Base Running with No OutsPosted: June 9, 2010
What is my point?
With no outs a base runner should tag up on a fly ball if he is on second or third base. If he is on first base, he needs to make a decision based on the distance of the fly ball.
Why does it matter?
The goal of a base runner is to preserve outs while taking advantage of opportunities to reach the next base. These rules provide a framework helping a runner make better decisions.
Do Your Homework Before a Pitch is Thrown
Check the Defense
Base runners must identify the location of each defensive player before taking their lead. This information helps make decisions once a ball is put in play.
Step Back on a Line Drive
Line drives are the most difficult ball to read. They are the biggest cause of “doubling off” runners. “Doubled off” is when a batter flies out to a fielder and the fielded ball beats the runner back to the base the runner occupies.
Many coaches will say that a player should “Freeze” on a line drive, but that doesn’t give the runner the best opportunity to preserve outs. There are some examples where a player who freezes will be out when a player who steps back will be safe. That example is for another time.
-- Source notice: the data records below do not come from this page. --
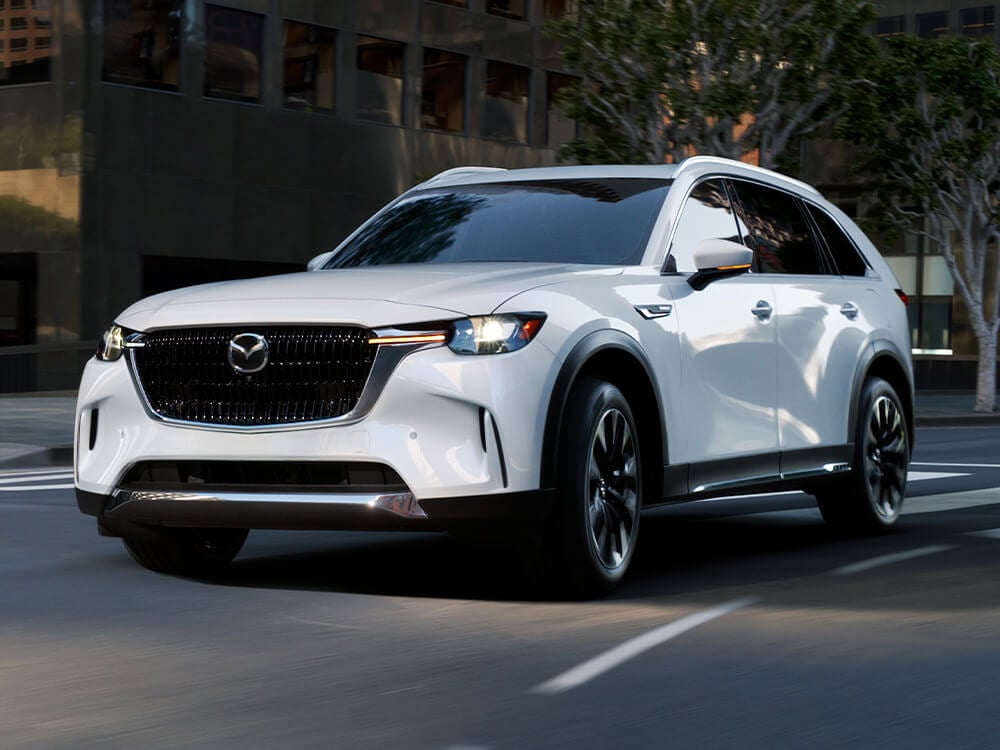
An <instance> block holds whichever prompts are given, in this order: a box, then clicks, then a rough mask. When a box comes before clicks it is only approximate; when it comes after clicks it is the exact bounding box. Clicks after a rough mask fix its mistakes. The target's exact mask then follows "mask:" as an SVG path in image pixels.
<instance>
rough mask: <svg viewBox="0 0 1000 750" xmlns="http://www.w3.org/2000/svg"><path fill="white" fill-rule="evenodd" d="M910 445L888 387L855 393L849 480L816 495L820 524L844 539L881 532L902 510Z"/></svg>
mask: <svg viewBox="0 0 1000 750" xmlns="http://www.w3.org/2000/svg"><path fill="white" fill-rule="evenodd" d="M909 461H910V439H909V434H908V429H907V421H906V414H905V412H904V411H903V407H902V404H901V403H900V400H899V396H898V395H896V391H895V390H894V389H893V387H892V386H891V385H890V384H889V383H887V382H886V381H885V380H882V379H881V378H875V377H873V378H869V379H868V380H867V381H866V382H865V386H864V388H863V389H862V392H861V399H860V401H859V410H858V422H857V428H856V430H855V437H854V460H853V462H852V466H851V476H850V477H849V478H847V479H846V480H844V481H843V482H838V483H835V484H831V485H829V486H827V487H825V488H823V489H822V490H820V491H819V492H817V493H816V500H817V502H818V504H819V509H820V512H821V513H822V514H823V518H824V519H825V520H826V522H827V523H828V524H830V525H831V526H833V527H835V528H837V529H840V530H842V531H847V532H850V533H871V532H879V531H885V530H887V529H889V528H890V527H891V526H893V525H894V524H895V523H896V521H897V519H898V518H899V514H900V512H901V511H902V508H903V496H904V493H905V491H906V473H907V468H908V466H909Z"/></svg>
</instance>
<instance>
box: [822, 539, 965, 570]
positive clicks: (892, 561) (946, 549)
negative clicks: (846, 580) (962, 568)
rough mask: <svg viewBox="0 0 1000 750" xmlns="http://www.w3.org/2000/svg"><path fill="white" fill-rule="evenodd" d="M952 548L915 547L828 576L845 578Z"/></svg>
mask: <svg viewBox="0 0 1000 750" xmlns="http://www.w3.org/2000/svg"><path fill="white" fill-rule="evenodd" d="M954 548H955V545H954V544H932V545H929V546H927V547H917V548H916V549H911V550H907V551H906V552H896V553H894V554H891V555H880V556H879V557H872V558H869V559H868V560H862V561H861V562H856V563H853V564H851V565H845V566H843V567H842V568H836V569H835V570H831V571H830V575H833V576H847V575H851V574H852V573H861V572H863V571H865V570H871V569H872V568H878V567H881V566H882V565H892V564H893V563H897V562H903V561H904V560H912V559H913V558H915V557H923V556H924V555H933V554H935V553H937V552H944V551H946V550H949V549H954Z"/></svg>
Now that we have a general understanding, it is time to discuss the first rule. Put your helmets on!
Rule Number 1
With no outs, players should “Tag up” at second and third base if a ball is hit in the air. There are some exceptions based on the location of the fly ball and what base you occupy.
Let’s Look at Some of the Most Common Examples.
Situation 1: Runner is on first base and no one is out. Fly ball is hit in fair territory.
Base runner: The base runner should get off as far as he can and still be able to get back to first base should the ball be caught. Remember, we said that the runner should automatically tag up at second and third base, not first base.
Why? The runner should not tag up because he could be forced out if the ball drops. That is not possible on second or third base since there is no force.
Situation 2: Man on second base and no outs. Fly ball is hit anywhere on the field fair or foul.
Base runner: “Tag up” and choose to stay or advance to the next base after a catch is made.
Why? With zero outs, a runner’s priority is to preserve the out. It is better for the runner to remain at the occupied base then it is for the runner to move too far off the base and become “Doubled off.” By tagging, the runner gives his team 2 additional outs to score.
Situation 3: Man on third base with no outs. Fly ball hit at least 200 feet away. (200’ is a generic number I am using to describe a distance where the base runner can beat a throw home)
Base runner: Base runner should tag up.
Why? The likelihood is that the ball will be caught. The fielder will also be in a location where the runner can beat the throw to home plate. If the runner tags up, he will have a high probability of making it home unless he trips or slips. Even if the fielder drops the ball, the runner will still beat the throw home.
Situation 4: Man on third base. Fly ball is hit in the short outfield where either an infielder or outfielder has a chance to catch a ball.
Base runner: Since the fly ball is now close enough to throw the base runner out, the runner should no longer tag, and instead get off the base. The runner needs to be close enough to get back to third base if the ball is caught.
Why? By going part way, the runner is able to get back to third base if the ball is caught. He will also be able to score should the ball be dropped. Remember that the ball is not deep enough for the runner to tag up.
First and Third base coaches
The runner should not pay any attention to the third base coach. It is the job of the runner to make decisions. Remember that in a big league game, a player probably won’t be able to hear so the decision is on them.
I believe that a player’s understanding of baseball lies largely with how they run the bases. Speed is secondary to understanding the value of your out. Down the road we will look to see how the score of the game helps determine decisions on the base paths.
It is now your turn to watch the base runners when there are no outs and a fly ball is hit. If you see a runner tag up then you know he has played correctly. If you see the runner lead off the base then you have identified a player who has made a mental mistake. Watch some games and see how you do!